Hastings opposes Kasich plan for state, instead of city, to collect taxes from city businesses


Hillsboro Mayor Drew Hastings will introduce a resolution at Monday’s city council meeting opposing Gov. John Kasich’s plan for the state to take control of business income tax filings that are currently filed with the city.

The idea, included in Kasich’s 2017-18 budget proposal, would require businesses to file net profit tax returns with the state rather than with the municipalities in which they are located, with the state deducting a one percent fee before returning the remainder to the towns or cities. The plan does not affect tax collections from individual filers, only businesses.

Hastings said Friday he opposes the proposal for a number of reasons.
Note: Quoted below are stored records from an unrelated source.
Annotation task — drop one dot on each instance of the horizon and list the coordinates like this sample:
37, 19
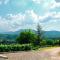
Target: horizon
25, 14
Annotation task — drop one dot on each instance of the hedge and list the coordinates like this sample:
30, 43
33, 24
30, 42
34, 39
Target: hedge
17, 47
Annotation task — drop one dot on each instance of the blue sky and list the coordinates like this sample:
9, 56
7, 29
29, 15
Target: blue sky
21, 14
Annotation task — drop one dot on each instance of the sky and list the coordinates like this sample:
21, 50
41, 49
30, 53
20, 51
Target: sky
25, 14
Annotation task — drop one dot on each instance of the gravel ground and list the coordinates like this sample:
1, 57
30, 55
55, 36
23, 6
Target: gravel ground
52, 54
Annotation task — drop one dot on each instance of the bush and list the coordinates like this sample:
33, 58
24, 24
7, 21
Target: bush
17, 47
26, 37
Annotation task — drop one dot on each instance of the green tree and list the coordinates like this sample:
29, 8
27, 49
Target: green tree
26, 37
39, 34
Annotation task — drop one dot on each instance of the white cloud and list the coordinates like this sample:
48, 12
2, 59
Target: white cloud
4, 2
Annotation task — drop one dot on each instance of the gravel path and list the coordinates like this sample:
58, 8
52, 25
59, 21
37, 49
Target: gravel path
52, 54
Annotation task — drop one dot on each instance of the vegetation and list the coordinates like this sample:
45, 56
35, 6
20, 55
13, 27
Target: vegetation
27, 40
14, 47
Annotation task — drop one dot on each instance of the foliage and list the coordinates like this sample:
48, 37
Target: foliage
26, 37
39, 34
15, 47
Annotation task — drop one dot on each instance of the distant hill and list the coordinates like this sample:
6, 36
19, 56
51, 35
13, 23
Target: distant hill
52, 34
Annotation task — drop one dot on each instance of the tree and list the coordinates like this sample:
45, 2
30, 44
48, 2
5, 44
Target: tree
26, 37
39, 34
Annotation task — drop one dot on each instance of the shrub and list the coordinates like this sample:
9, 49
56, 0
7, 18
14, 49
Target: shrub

“I don’t like centralized anything” when it comes to state versus local issues, said the mayor. “It’s just an effort to get more money away from local governments and have expenditures controlled by the state.”

Hastings is the latest among many mayors across Ohio going on record to oppose the plan, and he’s not the first mayor of Hillsboro to voice opposition to the idea. A similar proposal floated by Kasich and other state officials in 2011 – which would have centralized collection of all municipal taxes – was opposed by then-mayor Dick Zink, and city council unanimously approved a resolution against the tax idea in November of that year.

“This type of centralized income tax collection would cause a hardship to local governments,” Zink said at the time, according to a Times-Gazette article.

Kasich and others defend the proposal on the basis of reducing paperwork and streamlining the number of tax forms that need to be filed by businesses.

The Ohio Municipal League is on record opposing the centralized tax plan, saying the state’s collection of one percent of the revenue would be higher than the cost to municipalities to administer their own local tax, businesses would lose the benefit of free, easily accessible local assistance, local control would be further eroded by the state, the state could change the amount it keeps at any time to ensure state solvency at the expense of local governments, and the quarterly distributions of state-collected municipal revenue “will interrupt and impede the ability of cities and villages to meet the daily financial obligations.”

“Other political subdivisions that receive revenue back from the state through a central collection mechanism such as municipalities that receive revenue from the state by utilities in their limits, sales tax distributions to counties, school districts that receive revenue through the school district income tax, etc., have experienced uncertainty regarding the amounts of revenue returning to their communities and are provided no recourse to challenge or have the amounts verified as being accurate,” according to a municipal league statement.